Smith develops this argument through deeply clarifying interpretations of plays whose racialized content is well known but often shallowly understood and sometimes outright denied. The contradictory construction of Othello in that play's first two scenes, as Islamic predator on the one hand and ‘black … Jesus’ on the other (p. 64), for example, brings into view an ‘interpellated reader’ whose ‘white positionality’ is unmistakable (p. 68). Smith then demonstrates the umbilical connection of that relationship in which a ‘white subject … is legally authorized and sanctioned as a reader of black bodies’ to racist anti-literacy legislation in the post-Emancipation United States that denied black people the capacity to read based not upon their legal status but by assigning them the status of texts that were assumed to be racially legible to a white audience. Likewise, Smith's reading of the contingency of financial operations in The Merchant of Venice on racial awareness and labelling and his careful unpicking of both Hamlet and Hamlet's ‘dabbling in blackface’ make a powerful case for the long historical imbrication of the theatre with the propagation of racialized myths and typologies. This sustained dialogue between theatrical instances of the racialized mediation of social relations and broader histories of racial domination leaves the reader in no doubt as to the stakes of what Smith persuasively argues are Shakespeare's repeated demands that we ‘ponder the significance of whiteness and misreading’ (p. 108).

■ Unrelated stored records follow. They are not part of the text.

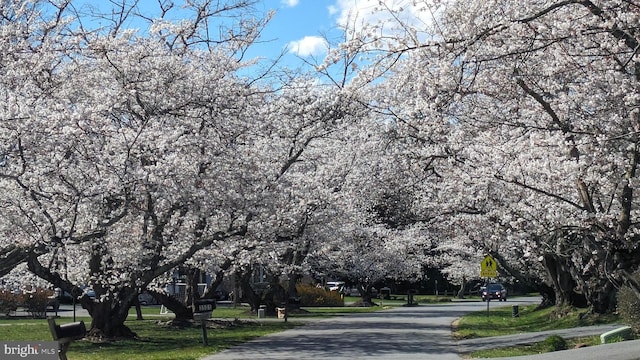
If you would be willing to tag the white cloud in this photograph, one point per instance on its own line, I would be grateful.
(308, 45)
(357, 14)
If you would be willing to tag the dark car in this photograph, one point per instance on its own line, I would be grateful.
(494, 291)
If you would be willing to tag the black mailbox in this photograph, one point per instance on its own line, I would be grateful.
(204, 305)
(73, 331)
(202, 308)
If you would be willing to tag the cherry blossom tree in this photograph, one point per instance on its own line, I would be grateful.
(538, 100)
(123, 150)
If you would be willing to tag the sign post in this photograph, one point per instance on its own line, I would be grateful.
(488, 269)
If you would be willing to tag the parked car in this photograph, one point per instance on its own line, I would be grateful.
(494, 291)
(335, 285)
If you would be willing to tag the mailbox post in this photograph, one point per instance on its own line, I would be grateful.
(66, 333)
(202, 310)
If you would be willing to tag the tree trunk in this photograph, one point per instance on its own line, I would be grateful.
(108, 315)
(462, 286)
(183, 314)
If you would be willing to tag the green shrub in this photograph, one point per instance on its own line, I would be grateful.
(314, 296)
(35, 302)
(8, 302)
(629, 308)
(555, 343)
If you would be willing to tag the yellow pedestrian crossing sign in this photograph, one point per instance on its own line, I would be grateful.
(488, 267)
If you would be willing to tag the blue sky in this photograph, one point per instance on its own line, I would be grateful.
(300, 27)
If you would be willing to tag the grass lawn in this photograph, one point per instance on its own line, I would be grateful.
(499, 321)
(158, 341)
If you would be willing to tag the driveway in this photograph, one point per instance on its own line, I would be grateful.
(420, 332)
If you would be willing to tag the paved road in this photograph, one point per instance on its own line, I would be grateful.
(422, 332)
(401, 333)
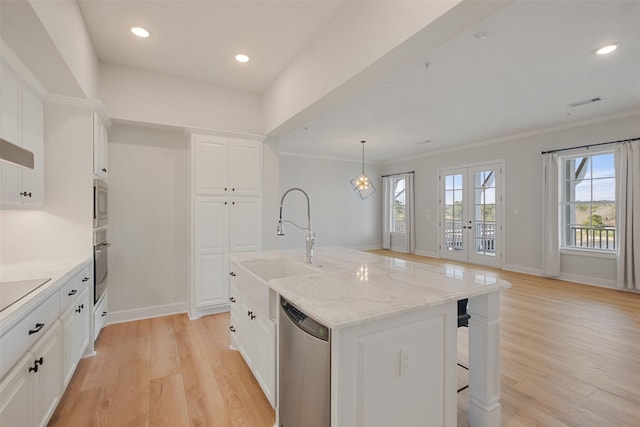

At times I found myself querying the book's somewhat liberal construction of race as subject to ‘misreading’ or ‘bias’ (p. 70), and therefore capable of correction. My concern, here, is that race as a technology of power has long demonstrated its capacity to evade such rereadings or subsume them to its logics. But this is comradely critique and seeks only to expand the wholly warranted challenge set by Smith's framing of the urgent need for racial literacy. This he presents as an ‘epistemological competence’ (p. 185), deeply rooted in the kinds of personal and political commitment that can exploit, for example, the gaps between ‘forms of whiteness’ to facilitate antiracist futures (p. 185). Beginning (as it must, at least in part) from within the liberal academy, there is good reason for such a project to stage interventions into ‘systemic whiteness’ (p. 3) on the historical terrain and in the traditional language of its adversaries. Smith's book contains numerous skilfully executed examples of turning antagonism to race-critical scholarship against itself, concluding in a powerful critique of the ways in which the white academy has failed to ‘hold up its head’ (to return to Hall) in the face not only of the violent anti-blackness of our own century, but also of Othello's final appeal to ‘speak of me as I am’. Black Shakespeare is a calm and forceful indictment of our collective negligence in that regard, and an uncompromising but resolutely hopeful evocation of how we might improve.